Folha - Nunca teve vontade de sair?
Pelé - Não, pelo contrário. Eu vou te contar uma coisa. Não devia, mas é para mostrar como são os dirigentes. Logo após a Copa da Suécia (1958), o Santos tinha vendido uns quatro jogadores. E, aí, o Giovanni Agnelli, dono da Fiat, ofereceu ao Santos US$ 2 milhões para eu ir para a Juventus. Se não me engano, o Modesto Roma era o presidente. Ele veio a mim e disse: "Vai Pelé. Você vai arrumar sua vida" (sorri). Eu recusei, disse que estava no começo de carreira. Quatro anos depois, com o Brasil e o Santos bi, vieram de novo. Ofereceram US$ 3,5 milhões. Acertaram até com meu empresário, sem eu saber. Um diretor chegou a dizer: "Você já perdeu uma chance. Não perca essa". Recusei de novo. E não me arrependo.
Folha - Hoje é diferente?
Pelé - É o oposto. São os jogadores que querem sair. Também, há 30 anos, havia mais revelação de jogadores. Quem saía não fazia falta, pouca gente se lembrava deles. Hoje, se não chamar os que estão fora, não tem seleção.
Folha - Além do projeto de lei, quais são suas outras prioridades neste ano para o futebol?

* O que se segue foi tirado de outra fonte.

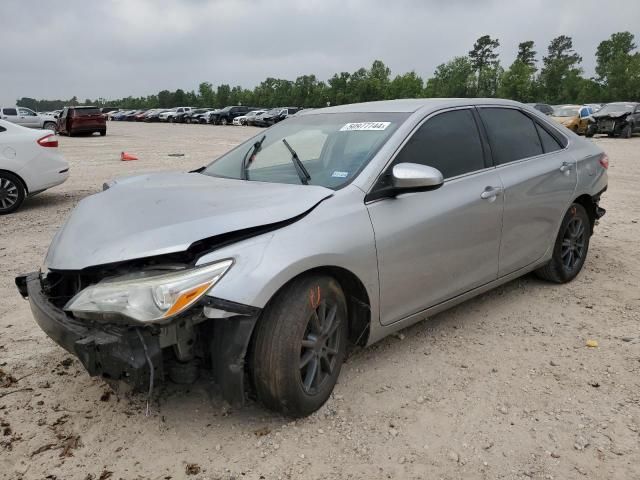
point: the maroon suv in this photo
(75, 120)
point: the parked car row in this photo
(231, 115)
(30, 163)
(617, 119)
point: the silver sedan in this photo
(335, 227)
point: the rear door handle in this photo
(490, 193)
(565, 167)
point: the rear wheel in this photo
(299, 346)
(12, 193)
(571, 247)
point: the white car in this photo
(30, 163)
(27, 118)
(169, 115)
(242, 120)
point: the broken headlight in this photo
(147, 298)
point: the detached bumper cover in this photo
(111, 351)
(117, 352)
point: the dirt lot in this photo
(502, 386)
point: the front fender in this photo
(338, 232)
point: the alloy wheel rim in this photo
(573, 243)
(8, 193)
(319, 350)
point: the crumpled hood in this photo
(156, 214)
(565, 120)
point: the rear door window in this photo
(512, 134)
(449, 142)
(549, 143)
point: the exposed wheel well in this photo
(26, 189)
(587, 202)
(358, 304)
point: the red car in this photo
(74, 120)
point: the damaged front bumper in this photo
(136, 354)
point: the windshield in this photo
(616, 107)
(333, 148)
(566, 111)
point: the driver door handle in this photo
(490, 193)
(565, 167)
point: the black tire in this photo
(296, 357)
(12, 193)
(571, 247)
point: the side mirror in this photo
(414, 177)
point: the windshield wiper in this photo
(251, 153)
(300, 170)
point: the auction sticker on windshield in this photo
(365, 126)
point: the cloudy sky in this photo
(115, 48)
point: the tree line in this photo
(558, 79)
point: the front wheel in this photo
(300, 344)
(571, 247)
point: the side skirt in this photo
(381, 331)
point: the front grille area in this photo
(60, 287)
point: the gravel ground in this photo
(502, 386)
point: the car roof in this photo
(409, 105)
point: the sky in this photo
(115, 48)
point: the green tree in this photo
(338, 89)
(484, 61)
(165, 99)
(526, 54)
(560, 69)
(378, 80)
(616, 66)
(451, 79)
(223, 95)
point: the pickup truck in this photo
(27, 118)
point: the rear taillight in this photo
(604, 160)
(48, 141)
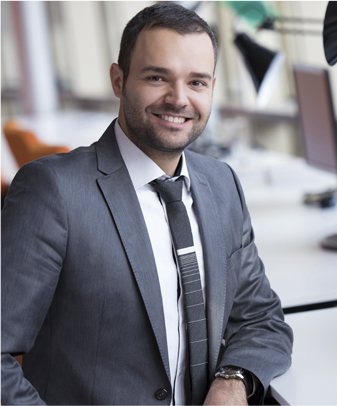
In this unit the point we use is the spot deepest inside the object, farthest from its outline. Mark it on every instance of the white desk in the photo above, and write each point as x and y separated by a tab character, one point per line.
287	232
315	350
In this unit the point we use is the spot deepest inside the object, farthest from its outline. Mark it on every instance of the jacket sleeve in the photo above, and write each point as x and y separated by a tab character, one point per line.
34	237
256	336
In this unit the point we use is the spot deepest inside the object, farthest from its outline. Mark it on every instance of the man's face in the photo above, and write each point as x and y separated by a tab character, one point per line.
166	101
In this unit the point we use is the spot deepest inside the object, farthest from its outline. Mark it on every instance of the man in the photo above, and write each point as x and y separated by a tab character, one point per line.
93	290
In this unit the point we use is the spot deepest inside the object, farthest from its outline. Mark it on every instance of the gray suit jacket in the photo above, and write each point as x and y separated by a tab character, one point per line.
80	291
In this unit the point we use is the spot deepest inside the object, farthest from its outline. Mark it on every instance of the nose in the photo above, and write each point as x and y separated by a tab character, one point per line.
177	95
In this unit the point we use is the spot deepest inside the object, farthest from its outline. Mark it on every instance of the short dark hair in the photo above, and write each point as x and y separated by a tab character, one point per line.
166	15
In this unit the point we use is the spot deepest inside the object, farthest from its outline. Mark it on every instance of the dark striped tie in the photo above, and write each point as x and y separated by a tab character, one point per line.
171	193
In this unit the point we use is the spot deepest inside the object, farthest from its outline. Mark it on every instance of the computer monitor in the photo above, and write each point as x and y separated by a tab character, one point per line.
319	133
317	117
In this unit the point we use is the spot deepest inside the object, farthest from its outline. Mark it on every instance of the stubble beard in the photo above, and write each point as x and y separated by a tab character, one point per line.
144	134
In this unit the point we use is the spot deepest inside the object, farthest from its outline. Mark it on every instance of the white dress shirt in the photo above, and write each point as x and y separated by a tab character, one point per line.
143	170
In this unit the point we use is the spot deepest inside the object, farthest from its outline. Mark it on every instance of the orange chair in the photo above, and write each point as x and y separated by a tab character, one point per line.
24	144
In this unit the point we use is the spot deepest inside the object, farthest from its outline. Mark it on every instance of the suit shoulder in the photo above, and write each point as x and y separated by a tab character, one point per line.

Pelé - Quero ir atrás do dinheiro das taxas de transferências que as confederações cobram. Pela Lei Zico, esse dinheiro é para o Fundesp (Fundo Nacional para o Desenvolvimento do Esporte) investir no esporte. Meus assessores estimam que o ministério tem a receber entre R$ 3 milhões e R$ 3,5 milhões.